Looking for the atomizer stands that looks similar like the pic below. Or if anyone can point me to a local retailer that has would also be great!

Thanks!








Sent from my iPhone using Tapatalk


----------



## Christos (26/10/15)

If you manage to find a local retailer of these I'm also interested. 

I have seen them on fasttech.

Reactions: Agree 1


----------



## Viper_SA (26/10/15)

Yup, I got mone from Fasttech. $11 for 7 stands if I recall correctly.


----------



## Silver (27/10/15)

Thread moved to "who has stock" so retailers can post their stock here if they choose to


----------



## Frostbite (27/10/15)

How many do you guys need ? We are placing another order today. Currently I might have one or two lying around


----------



## Christos (27/10/15)

Frostbite said:


> How many do you guys need ? We are placing another order today.

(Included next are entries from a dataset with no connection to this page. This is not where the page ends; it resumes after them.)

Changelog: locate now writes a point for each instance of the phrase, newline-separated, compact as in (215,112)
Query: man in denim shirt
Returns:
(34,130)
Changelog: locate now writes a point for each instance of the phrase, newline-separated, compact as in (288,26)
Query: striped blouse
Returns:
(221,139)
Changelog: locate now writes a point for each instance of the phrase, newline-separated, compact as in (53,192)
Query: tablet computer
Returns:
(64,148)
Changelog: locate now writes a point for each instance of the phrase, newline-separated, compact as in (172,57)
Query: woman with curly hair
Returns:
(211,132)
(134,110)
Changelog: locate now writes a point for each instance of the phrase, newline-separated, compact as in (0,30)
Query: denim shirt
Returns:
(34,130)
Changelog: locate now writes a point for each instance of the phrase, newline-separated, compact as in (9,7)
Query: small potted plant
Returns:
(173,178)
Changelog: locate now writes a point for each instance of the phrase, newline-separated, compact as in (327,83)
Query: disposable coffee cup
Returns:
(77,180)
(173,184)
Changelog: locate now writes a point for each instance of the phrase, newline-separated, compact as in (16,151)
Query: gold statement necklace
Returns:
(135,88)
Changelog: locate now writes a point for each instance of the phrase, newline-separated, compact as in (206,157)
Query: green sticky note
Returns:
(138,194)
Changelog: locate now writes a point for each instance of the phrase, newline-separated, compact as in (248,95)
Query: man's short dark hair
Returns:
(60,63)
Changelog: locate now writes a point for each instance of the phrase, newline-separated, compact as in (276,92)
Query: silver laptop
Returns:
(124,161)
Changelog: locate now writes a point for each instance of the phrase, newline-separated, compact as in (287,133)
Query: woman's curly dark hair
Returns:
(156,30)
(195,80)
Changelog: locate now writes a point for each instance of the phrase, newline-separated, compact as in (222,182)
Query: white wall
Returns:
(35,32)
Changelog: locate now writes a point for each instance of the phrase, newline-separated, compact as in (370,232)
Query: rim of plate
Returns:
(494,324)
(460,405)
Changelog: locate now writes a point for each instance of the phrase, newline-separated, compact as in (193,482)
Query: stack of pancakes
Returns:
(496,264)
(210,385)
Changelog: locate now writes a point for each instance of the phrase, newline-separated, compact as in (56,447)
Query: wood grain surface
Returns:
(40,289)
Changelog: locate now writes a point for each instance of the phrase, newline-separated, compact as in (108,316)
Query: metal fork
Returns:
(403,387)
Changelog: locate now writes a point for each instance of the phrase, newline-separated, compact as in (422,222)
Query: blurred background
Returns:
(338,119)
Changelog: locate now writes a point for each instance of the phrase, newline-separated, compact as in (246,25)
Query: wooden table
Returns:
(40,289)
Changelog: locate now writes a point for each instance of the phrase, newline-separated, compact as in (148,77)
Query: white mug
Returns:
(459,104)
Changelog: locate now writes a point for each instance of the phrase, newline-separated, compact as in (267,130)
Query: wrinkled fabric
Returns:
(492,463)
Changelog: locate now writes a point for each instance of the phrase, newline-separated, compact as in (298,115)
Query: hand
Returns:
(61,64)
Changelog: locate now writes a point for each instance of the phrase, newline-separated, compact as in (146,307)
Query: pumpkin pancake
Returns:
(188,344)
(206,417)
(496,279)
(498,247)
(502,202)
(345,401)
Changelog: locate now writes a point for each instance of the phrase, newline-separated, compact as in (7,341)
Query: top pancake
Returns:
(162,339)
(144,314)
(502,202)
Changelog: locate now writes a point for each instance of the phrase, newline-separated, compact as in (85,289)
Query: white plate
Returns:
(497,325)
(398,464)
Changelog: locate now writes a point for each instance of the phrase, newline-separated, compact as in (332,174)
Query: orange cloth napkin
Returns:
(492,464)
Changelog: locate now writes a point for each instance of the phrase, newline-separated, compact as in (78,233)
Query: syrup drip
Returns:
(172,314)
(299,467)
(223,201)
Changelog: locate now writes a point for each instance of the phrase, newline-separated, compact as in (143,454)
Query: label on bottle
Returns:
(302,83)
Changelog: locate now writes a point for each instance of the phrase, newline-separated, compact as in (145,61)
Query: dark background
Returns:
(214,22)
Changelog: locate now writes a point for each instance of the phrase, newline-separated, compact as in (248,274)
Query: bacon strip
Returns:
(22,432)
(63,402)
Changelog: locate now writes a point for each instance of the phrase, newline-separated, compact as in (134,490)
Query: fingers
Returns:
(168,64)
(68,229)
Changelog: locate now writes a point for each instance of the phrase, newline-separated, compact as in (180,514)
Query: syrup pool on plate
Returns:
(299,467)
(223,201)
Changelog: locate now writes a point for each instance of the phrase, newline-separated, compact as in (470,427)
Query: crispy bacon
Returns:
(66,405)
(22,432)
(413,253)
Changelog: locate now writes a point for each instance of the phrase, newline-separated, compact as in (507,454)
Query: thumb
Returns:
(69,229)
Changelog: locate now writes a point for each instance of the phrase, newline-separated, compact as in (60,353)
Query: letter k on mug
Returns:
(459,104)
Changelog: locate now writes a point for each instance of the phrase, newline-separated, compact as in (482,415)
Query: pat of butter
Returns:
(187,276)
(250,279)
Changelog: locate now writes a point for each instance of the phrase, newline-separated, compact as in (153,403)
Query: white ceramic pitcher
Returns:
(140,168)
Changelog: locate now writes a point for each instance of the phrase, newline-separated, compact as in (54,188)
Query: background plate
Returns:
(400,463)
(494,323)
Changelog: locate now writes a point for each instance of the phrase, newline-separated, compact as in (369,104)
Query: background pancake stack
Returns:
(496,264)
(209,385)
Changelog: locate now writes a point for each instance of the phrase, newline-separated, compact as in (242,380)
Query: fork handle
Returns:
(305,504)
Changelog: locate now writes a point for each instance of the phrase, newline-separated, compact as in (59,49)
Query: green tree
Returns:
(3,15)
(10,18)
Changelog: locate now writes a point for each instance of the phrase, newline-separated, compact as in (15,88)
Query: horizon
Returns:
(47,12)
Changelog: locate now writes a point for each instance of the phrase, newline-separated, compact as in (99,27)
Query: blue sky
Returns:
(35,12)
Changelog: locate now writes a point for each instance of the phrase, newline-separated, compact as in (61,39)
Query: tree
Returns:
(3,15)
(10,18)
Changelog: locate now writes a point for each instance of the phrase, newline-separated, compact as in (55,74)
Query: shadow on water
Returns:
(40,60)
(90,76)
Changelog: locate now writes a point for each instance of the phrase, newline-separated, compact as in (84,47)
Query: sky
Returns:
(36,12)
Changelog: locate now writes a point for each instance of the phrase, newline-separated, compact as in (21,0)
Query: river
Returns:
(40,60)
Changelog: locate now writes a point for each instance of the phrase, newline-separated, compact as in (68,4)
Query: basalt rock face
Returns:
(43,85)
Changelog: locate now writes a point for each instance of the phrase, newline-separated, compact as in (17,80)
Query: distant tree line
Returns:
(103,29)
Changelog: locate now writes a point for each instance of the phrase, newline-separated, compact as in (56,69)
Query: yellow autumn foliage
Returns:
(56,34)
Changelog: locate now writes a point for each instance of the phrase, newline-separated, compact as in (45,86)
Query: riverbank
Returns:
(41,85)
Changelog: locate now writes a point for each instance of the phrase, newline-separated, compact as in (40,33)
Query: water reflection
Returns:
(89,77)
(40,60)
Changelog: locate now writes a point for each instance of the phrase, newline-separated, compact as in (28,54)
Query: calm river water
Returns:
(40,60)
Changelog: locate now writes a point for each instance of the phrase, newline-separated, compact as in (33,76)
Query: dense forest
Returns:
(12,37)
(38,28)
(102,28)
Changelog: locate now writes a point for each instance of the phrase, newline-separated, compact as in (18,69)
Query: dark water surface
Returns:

Currently I might have one or two lying around


I'll take 3.


----------



## Christos (27/10/15)

Let's give @element0709 first pick and if there are any left I'll take them

Reactions: Winner 1


----------



## Frostbite (27/10/15)

Perfect, ill do a count as soon as I get to The office. There should be about 5.


Sent from my iPhone using Tapatalk


----------



## Raslin (27/10/15)

I would like some as well 5 - 10 depending on price. Please keep me in mind when placing you next order for them.


----------



## JacoV (27/10/15)

Frostbite said:


> Perfect, ill do a count as soon as I get to The office. There should be about 5.
> 
> 
> Sent from my iPhone using Tapatalk



I'm stealing one


----------



## Frostbite (27/10/15)

Price should be around R25 landed here.


Sent from my iPhone using Tapatalk


----------



## Viper_SA (27/10/15)

https://www.fasttech.com/search?Atomizer stands


----------



## element0709 (27/10/15)

Sorted, snatched 3 from Duane. Thanks Bud

Reactions: Like 1


----------